Unsupervised Domain Adaptation in Semantic Segmentation: a Review
- URL: http://arxiv.org/abs/2005.10876v1
- Date: Thu, 21 May 2020 20:10:38 GMT
- Title: Unsupervised Domain Adaptation in Semantic Segmentation: a Review
- Authors: Marco Toldo, Andrea Maracani, Umberto Michieli and Pietro Zanuttigh
- Abstract summary: The aim of this paper is to give an overview of the recent advancements in the Unsupervised Domain Adaptation (UDA) of deep networks for semantic segmentation.

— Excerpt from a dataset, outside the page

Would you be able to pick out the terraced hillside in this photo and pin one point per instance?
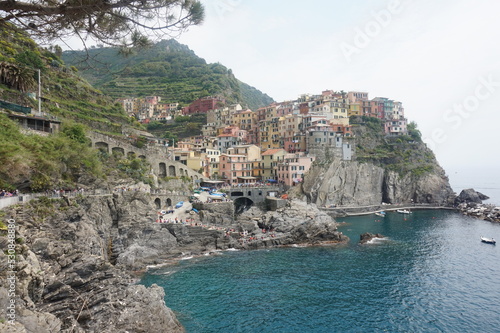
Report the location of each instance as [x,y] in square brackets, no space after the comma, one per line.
[167,69]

- Score: 22.366638308792734
- License: http://arxiv.org/licenses/nonexclusive-distrib/1.0/
- Abstract: The aim of this paper is to give an overview of the recent advancements in
the Unsupervised Domain Adaptation (UDA) of deep networks for semantic
segmentation. This task is attracting a wide interest, since semantic
segmentation models require a huge amount of labeled data and the lack of data
fitting specific requirements is the main limitation in the deployment of these
techniques. This problem has been recently explored and has rapidly grown with
a large number of ad-hoc approaches. This motivates us to build a comprehensive
overview of the proposed methodologies and to provide a clear categorization.
In this paper, we start by introducing the problem, its formulation and the
various scenarios that can be considered. Then, we introduce the different
levels at which adaptation strategies may be applied: namely, at the input
(image) level, at the internal features representation and at the output level.
Furthermore, we present a detailed overview of the literature in the field,
dividing previous methods based on the following (non mutually exclusive)
categories: adversarial learning, generative-based, analysis of the classifier
discrepancies, self-teaching, entropy minimization, curriculum learning and
multi-task learning. Novel research directions are also briefly introduced to
give a hint of interesting open problems in the field. Finally, a comparison of
the performance of the various methods in the widely used autonomous driving
scenario is presented.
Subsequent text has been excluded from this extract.